The Citadel 'Shade' range of paints are for this purpose, being very thin paints/inks. The most useful for buildings would be Nuln Oil and Agrax Earthshade. I am yet to try these myself – they may not need to be diluted as they are newer formulations than the shade ink I have in my paint box.
This is a technique for adding highlights or weathering. I load a brush with paint but then wipe most of it back off the bristles onto a piece of paper until there is hardly any paint left on the brush. I then flick the brush over selected parts of the model and it leaves tiny specks of paint on raised areas, corners and texture, giving highlight effects or adding 'grime' to surfaces. If you use a normal brush for this, it will not last long before going out of shape. Citadel make special Drybrushes for doing this – they have stiffer bristles and are a different shape rather than pointed, though I believe they might not be as good as they were when I got mine. I am also currently using an old Rosemary's hog bristle HC30 size 1 as a drybrush which I have cut down to shorter bristles. I also have a hog bristle 142 series from Rosemary's - size small but it is quite a big brush so it gets mainly used for drybrushing larger surfaces or dirt effects when painting soil or concrete etc.
I often drybrush a few shades of brown onto bricks to suggest dirt, and a shade of grey for highlighting corners. I very rarely drybrush with white, as the highlight often looks too bright.
Drybrushing a few shades of reddish brown onto metallic surfaces can add good looking rust, and drybrushed black is good for soot around chimneys.
It is well worth practicing some drybrushing on another surface if you haven't tried it before – it is a very subtle technique so it is worth experimenting before drybrushing on your actual model.
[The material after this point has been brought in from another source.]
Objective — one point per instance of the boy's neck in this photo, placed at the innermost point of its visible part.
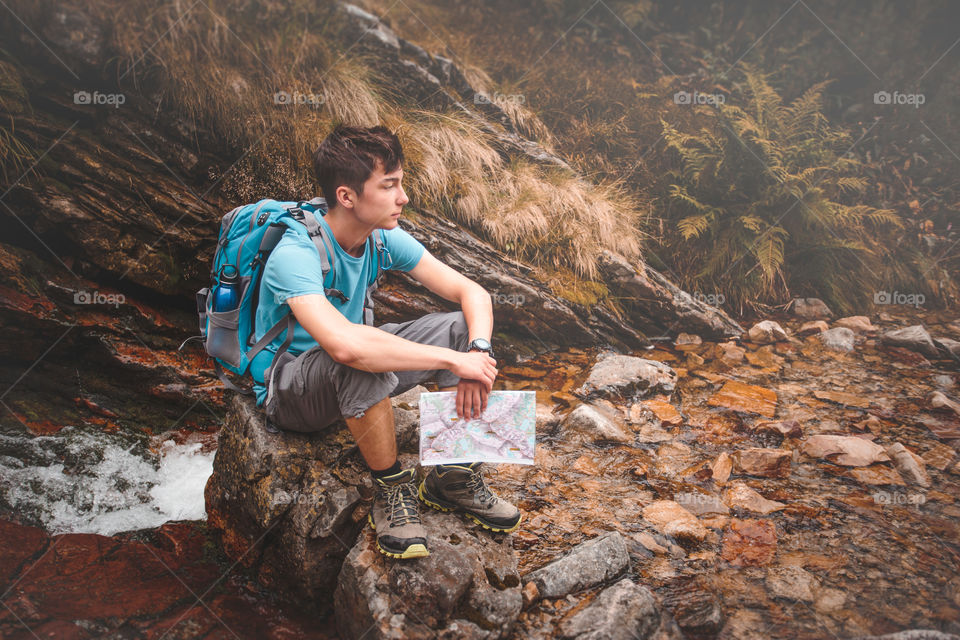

In the event that it has all gone wrong and you really don't like the result, all is not lost. I'm not sure if this works with all acrylics, but it works with Citadel paints on brass : soak the model in neat Dettol for a few hours and scrub it with an old toothbrush (don't add water to it). Much of the paint will come away right down to the metal. When it is all clean, rinse thoroughly in water then go back to the start with the Cif wash, and try again!
The new S2 Dolls House kit and the N19 furniture kit prompted me to photograph the parts before assembly. It shows how I only assembled a few parts, then painted all of it as this would be very difficult after assembly. The painted pieces were then fixed together with superglue and epoxy resin.